5 June 2008
By Umesh Isalkar
Experiments have so far been successfully carried out in mice and Hardikar is presently collaborating with surgeons at the Asian Institute of Gastroenterology (AIG), Hyderabad, to taking these studies further into large animal models and eventually to phase I clinical trials.
“We are now looking at the potential of these mesenchymal cells to cure diabetes in monkeys, only after which we plan to go ahead with human clinical trials,” said Hardikar. “Our studies are in progress and all I can say now is that if you are a mouse, we can cure you using these pancreatic precursor cells,” he said with a glint of confidence in his eyes.
Presently, there is a large debate on in understanding the potential of several ‘Stem cells’, obtained from various sources including the cord blood and bone marrow. In my laboratory, we started by understanding several precursor cells including bone marrow, cord blood, stem cells or other pancreatic duct precursors, but found that these cells have a chromatin (DNA–Protein) conformation that does not allow efficient transcription of insulin gene, said Hardikar.
Thus we may not be able to use these cells for treatment of diabetes unless their chromatin conformation is effectively altered so as to allow efficient production of insulin, explained Hardikar.
“The insulin gene is “Read” by an enzyme (polymerase) to generate a molecule (RNA), which is necessary to produce insulin protein,” he said, adding that this expression of insulin gene is tissue–specific and occurs mostly in the pancreatic islet beta cells, which have a specific (active) chromatin conformation.
In our analysis, we found that adult human bone marrow cells, umbilical cord blood cells and adult pancreatic duct cells have higher inactive state of chromatin conformation at insulin gene promoter stage as compared to the mesenchymal cells that we obtain from adult or foetal insulin–producing islets, he said.

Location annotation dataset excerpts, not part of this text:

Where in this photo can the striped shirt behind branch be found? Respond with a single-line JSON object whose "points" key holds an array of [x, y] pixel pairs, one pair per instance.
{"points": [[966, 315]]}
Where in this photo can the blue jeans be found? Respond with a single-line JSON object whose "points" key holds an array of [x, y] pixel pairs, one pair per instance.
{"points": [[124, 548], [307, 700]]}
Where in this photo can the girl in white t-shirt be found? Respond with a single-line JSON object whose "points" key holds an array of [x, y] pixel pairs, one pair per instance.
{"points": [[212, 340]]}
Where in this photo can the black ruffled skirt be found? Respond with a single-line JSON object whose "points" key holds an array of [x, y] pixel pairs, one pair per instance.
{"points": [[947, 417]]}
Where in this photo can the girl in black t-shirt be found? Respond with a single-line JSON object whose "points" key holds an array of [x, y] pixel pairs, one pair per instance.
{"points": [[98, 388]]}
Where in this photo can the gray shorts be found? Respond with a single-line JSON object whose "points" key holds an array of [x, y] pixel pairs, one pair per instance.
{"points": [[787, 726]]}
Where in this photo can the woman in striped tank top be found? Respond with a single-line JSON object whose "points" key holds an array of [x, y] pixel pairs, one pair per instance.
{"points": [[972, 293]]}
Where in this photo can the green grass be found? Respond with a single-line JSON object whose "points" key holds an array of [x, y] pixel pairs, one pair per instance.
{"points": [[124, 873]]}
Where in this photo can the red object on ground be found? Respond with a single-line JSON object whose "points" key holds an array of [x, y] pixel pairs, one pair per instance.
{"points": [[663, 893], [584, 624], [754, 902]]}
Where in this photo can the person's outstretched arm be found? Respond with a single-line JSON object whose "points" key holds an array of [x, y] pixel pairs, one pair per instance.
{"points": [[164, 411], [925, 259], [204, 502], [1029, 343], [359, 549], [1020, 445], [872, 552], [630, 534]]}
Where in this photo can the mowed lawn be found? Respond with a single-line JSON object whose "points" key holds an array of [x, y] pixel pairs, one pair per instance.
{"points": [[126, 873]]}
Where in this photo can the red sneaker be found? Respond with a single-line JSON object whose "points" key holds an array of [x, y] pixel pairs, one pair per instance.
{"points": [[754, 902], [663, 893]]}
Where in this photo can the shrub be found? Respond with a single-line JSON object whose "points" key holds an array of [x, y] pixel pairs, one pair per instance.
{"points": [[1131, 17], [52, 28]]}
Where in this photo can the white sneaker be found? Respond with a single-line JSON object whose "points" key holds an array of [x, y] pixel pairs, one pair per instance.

“We found that cells that are isolated from human islets themselves have the (active) promoter conformation that closely resembles that of insulin–producing cells,” said Hardikar. Since these cells are obtained from insulin–producing cells, they are, in my view, the next best candidate for cell replacement therapy in diabetes, apart from adult islets themselves.
“A well defined plan for safety and efficacy of these cells would help us in the long run to decide the potential of these cells in cell replacement therapy for diabetes,” he said. The work in the laboratory of Hardikar is carried out by funding through the NCCS, Department of Biotechnology, Government of India and UK–India Research Initiative.
Calling it a potential research, city based diabetologist Shailaja Kale said the work has tremendous scope and bright future ahead. “If the work gets through all the phases of clinical trials successfully, it would be a breakthrough research that would eliminate the threat of diabetes, which has assumed an epidemic proportion now,” said Kale.